When I click setting, yes.


----------



## Simspin (Sep 5, 2011)

me carnt get on anything but posts


----------



## Fatstuff (Mar 2, 2010)

when i clicked likes


----------



## Greenspin (Dec 27, 2010)

Actually when I try clicking any of the setting, profile etc pages it comes up.


----------



## Gorgeous_George (Apr 22, 2012)

Im no expert but i think its a database error?


----------



## Fatstuff (Mar 2, 2010)

yep me too now


----------



## Simspin (Sep 5, 2011)

must be an attack or sum shat.


----------



## Greenspin (Dec 27, 2010)

Gorgeous_George said:


> Im no expert but i think its a database error?





Fatstuff said:


> yep me too now


I'm starting to think the same thing.


----------



## Simspin (Sep 5, 2011)

were all doomed, doomed i tell ya!


----------



## Fatstuff (Mar 2, 2010)

another attack?


----------



## Simspin (Sep 5, 2011)

Fatstuff said:


> another attack?


Wat r u a parrot! :lol:


----------



## Wheyman (Sep 6, 2011)

so a database is like a base for data?


----------



## Wheyman (Sep 6, 2011)

It could be a denail of service attack, Glad i was the first to think this


----------



## Fatstuff (Mar 2, 2010)

Simspin said:


> Wat r u a parrot! :lol:


what r u a parrot?


----------



## Greenspin (Dec 27, 2010)

Simspin said:


> Wat r u a parrot! :lol:


I thought he was more like a detective? No?


----------



## Simspin (Sep 5, 2011)

Fatstuff said:


> what r u a parrot?


:laugh:


----------



## Simspin (Sep 5, 2011)

Greenspin said:


> I thought he was more like a detective? No?


inspector no clue :lol:


----------



## TS99 (Dec 27, 2011)

Clicked settings so i can join the database error crew, im in!


----------



## Simspin (Sep 5, 2011)

TS99 said:


> Clicked settings so i can join the database error crew, im in!


You were never out!


----------



## Wheyman (Sep 6, 2011)

this is a shared experience folks, it will make us stronger

like this


----------



## QUEST (Sep 26, 2009)

what's going down .. ohhh am sh!tin myself like when we used to get a black out in the old days ......


----------



## Wheyman (Sep 6, 2011)

I think its the start of the end


----------



## latblaster (Oct 26, 2013)

I fkn hope this isn't another attack like before.


----------



## Simspin (Sep 5, 2011)

Wheyman said:


> this is a shared experience folks, it will make us stronger
> 
> like this


 :crying: i want a new mobile.


----------



## Gorgeous_George (Apr 22, 2012)

Fawk it lads grab all ya canned goods & reasonable adjustable dumbbells , get in ya basements & await further instruction....this could be it


----------



## Wheyman (Sep 6, 2011)

im moving down to the basement and taking cover this is going crazy


----------



## latblaster (Oct 26, 2013)

Can't click on 'settings'........ :confused1:


----------



## Simspin (Sep 5, 2011)

We will fight them on the beaches!


----------



## Simspin (Sep 5, 2011)

latblaster said:


> Can't click on 'settings'........ :confused1:


yer none of that stuff works now kida.


----------



## Wheyman (Sep 6, 2011)

Simspin said:


> We will fight them on the beaches!


you fight them on the beaches im off


----------



## Simspin (Sep 5, 2011)

Wheyman said:


> you fight them on the beaches im off


Well i smelled something but did not want to say


----------



## TS99 (Dec 27, 2011)

Im running and im not looking back!


----------



## Gary29 (Aug 21, 2011)

I think there may be a problem with the database, although that's just my gut feeling.


----------



## TS99 (Dec 27, 2011)

Gary29 said:


> I think there may be a problmg:em with the database, although that's just my gut feeling.

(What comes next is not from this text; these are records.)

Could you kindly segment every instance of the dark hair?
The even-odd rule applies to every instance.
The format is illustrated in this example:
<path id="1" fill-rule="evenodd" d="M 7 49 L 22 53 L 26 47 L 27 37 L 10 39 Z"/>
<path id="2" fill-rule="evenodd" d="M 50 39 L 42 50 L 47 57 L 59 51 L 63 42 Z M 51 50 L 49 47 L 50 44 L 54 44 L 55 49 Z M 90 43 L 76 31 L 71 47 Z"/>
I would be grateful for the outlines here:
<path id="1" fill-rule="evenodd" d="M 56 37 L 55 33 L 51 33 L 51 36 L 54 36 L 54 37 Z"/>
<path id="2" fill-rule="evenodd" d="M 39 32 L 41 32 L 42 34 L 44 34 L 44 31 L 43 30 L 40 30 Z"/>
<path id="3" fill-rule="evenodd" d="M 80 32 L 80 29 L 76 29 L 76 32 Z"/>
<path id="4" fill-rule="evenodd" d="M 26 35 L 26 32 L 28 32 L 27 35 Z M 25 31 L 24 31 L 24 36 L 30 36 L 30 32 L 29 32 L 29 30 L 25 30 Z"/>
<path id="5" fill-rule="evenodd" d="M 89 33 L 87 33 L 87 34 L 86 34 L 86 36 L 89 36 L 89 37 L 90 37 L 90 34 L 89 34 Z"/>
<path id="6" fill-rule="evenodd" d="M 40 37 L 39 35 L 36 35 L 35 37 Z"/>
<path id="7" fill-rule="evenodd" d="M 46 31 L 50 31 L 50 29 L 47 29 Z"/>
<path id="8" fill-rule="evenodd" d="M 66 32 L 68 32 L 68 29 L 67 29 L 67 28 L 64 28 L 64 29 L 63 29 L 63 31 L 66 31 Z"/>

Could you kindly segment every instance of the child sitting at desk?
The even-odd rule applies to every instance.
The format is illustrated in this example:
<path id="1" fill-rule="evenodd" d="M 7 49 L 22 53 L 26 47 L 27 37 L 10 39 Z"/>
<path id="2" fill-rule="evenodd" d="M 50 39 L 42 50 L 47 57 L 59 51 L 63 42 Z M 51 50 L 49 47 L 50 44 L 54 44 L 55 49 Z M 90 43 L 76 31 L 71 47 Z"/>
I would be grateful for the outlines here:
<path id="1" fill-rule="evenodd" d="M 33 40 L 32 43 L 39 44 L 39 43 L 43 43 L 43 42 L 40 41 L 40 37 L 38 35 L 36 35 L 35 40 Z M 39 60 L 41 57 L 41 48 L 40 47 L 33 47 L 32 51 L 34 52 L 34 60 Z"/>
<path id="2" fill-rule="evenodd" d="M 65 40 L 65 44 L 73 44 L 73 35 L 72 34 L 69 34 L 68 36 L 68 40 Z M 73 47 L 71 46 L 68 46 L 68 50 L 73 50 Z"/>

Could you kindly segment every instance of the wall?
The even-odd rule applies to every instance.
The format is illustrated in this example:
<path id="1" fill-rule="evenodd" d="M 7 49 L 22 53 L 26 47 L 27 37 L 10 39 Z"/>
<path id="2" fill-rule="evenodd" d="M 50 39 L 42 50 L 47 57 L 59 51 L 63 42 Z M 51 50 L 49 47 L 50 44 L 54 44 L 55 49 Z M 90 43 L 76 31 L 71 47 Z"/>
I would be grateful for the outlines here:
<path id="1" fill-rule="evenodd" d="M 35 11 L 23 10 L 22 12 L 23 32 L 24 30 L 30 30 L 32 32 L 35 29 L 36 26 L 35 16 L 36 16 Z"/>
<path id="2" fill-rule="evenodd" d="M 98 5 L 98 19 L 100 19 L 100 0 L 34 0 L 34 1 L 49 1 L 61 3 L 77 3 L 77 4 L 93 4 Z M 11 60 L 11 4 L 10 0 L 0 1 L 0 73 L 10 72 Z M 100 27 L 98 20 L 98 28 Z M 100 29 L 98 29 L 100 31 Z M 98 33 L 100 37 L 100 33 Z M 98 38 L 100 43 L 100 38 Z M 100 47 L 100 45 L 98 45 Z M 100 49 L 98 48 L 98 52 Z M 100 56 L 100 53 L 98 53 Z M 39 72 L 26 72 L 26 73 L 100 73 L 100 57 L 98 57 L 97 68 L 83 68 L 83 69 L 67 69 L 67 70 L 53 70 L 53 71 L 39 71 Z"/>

Wish i had brains like you


----------



## LunaticSamurai (May 19, 2009)

Happens when i click my name..


----------



## 2004mark (Oct 26, 2013)

I'm hearing rumours of a database error... anyone here know if this is true?


----------



## Wheyman (Sep 6, 2011)

I heard its something to do with the government getting rid of uk baised websites to do with aas in the run up to the olympics


----------



## 2004mark (Oct 26, 2013)

The country's going to the dogs. What is wrong with people today. Robbing politicians!


----------



## Stuey (Mar 23, 2012)

Yeah, maybe not like the New York Blackout (more of an opportunity for peeps like me and Bob, than a hassle, lol)! Sorry Bob! But, tis' a pain, what's going on!!! I Need routine!


----------



## Simspin (Sep 5, 2011)

Its the french!


----------



## Stuey (Mar 23, 2012)

It's always the French, I dropped a cookie today, fvcking French!


----------



## Simspin (Sep 5, 2011)

Stuey said:


> It's always the French, I dropped a cookie today, fvcking French!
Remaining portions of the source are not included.